Do it together. That’s my biggest piece of advice. The more we form and join coalitions to solve common problems, the more fun it is, and also the more effective we can be.

In that meeting of the IHI Leadership Alliance, it was evident that organizations are struggling with problems such as the changing payment system, impending Medicaid cuts, and the complexities of artificial intelligence. But you could also feel in that room that when people shared their worries, asked questions, and described how they do their work, the energy grew. What started off as a hand-wringing problem suddenly became a project that people could work on together.

My advice is to find others working on the same problems, and join up. They say joy shared is doubled, and pain shared is halved. No single organization is going to solve greenhouse gas emissions or safe neighborhoods. But together we can do it, and especially if we join together with patients.

What lessons do you draw from your service as CMS Administrator and from other health care leaders about what it looks like to serve the public right now?

First, listen to the public. It’s not one-way communication, it’s two-way. It seems simple, but it’s not, when you’re being driven to do 30 hours of work in a 24-hour day. But it’s crucial. Slow down and listen.

People need to feel proud of their work. They need to feel efficacious, a sense of agency. It’s a leadership task to bring the message to everyone of welcoming ideas and efforts that come from each person. Under pressure, the tendency may be to move into a command-and-control mode — but that is exactly the wrong thing to do. That’s the time to open the doors and move into a mode where people can bring their gifts.

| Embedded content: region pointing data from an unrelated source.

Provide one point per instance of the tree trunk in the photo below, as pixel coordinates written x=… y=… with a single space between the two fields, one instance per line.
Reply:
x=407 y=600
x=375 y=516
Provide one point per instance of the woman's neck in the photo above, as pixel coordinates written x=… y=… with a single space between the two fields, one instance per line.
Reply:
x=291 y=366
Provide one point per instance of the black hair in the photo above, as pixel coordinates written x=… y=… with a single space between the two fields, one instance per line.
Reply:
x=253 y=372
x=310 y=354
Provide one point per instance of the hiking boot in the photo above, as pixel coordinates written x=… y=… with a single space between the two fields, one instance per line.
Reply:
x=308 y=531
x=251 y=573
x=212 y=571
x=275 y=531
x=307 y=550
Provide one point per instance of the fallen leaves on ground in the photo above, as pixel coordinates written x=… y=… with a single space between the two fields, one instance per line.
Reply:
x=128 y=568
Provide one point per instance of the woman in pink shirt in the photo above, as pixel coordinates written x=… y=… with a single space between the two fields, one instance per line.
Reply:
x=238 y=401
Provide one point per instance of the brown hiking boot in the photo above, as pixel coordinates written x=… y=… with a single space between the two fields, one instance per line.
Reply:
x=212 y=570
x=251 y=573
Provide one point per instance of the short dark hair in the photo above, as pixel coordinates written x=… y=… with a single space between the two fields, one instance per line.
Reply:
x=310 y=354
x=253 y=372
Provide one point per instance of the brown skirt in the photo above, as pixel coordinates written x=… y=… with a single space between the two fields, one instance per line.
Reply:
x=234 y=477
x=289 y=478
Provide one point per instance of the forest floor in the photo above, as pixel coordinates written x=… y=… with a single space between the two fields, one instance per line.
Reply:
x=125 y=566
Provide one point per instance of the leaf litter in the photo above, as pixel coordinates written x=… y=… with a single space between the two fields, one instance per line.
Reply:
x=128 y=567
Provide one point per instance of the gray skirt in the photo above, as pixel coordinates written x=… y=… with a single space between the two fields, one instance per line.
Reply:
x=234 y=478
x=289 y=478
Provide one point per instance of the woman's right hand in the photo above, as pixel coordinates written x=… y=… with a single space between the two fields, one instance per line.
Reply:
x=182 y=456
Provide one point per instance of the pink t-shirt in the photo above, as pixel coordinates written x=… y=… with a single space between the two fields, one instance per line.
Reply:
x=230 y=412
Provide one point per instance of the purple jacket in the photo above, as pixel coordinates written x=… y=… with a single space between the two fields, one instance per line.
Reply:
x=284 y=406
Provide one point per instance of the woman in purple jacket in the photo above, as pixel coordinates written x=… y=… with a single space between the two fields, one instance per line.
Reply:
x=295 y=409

The budget and the bottom line are important, but they’re not the reason we go to work. Open opportunities for people to rediscover meaning in their work in health care. What we do really matters to people.

Leadership needs to be long-sighted. As far as I know, there’s no way to listen fast. You have to build that environment and tune in. It’s hard, hard work. I’m not pointing fingers or blaming.

Every experience I’ve had as a leader shows me that correctly invited, the workforce is ready, willing, and able to step up and do what is important. The leader’s job is to make it possible for them to contribute.

Is there anything else you’d like to share?

The IHI Forum has never been more needed. People are divided, feeling isolated, and lacking in agency. Coming together in Anaheim is going to be so important, especially at this time.

Editor’s note: This interview was edited for length and clarity.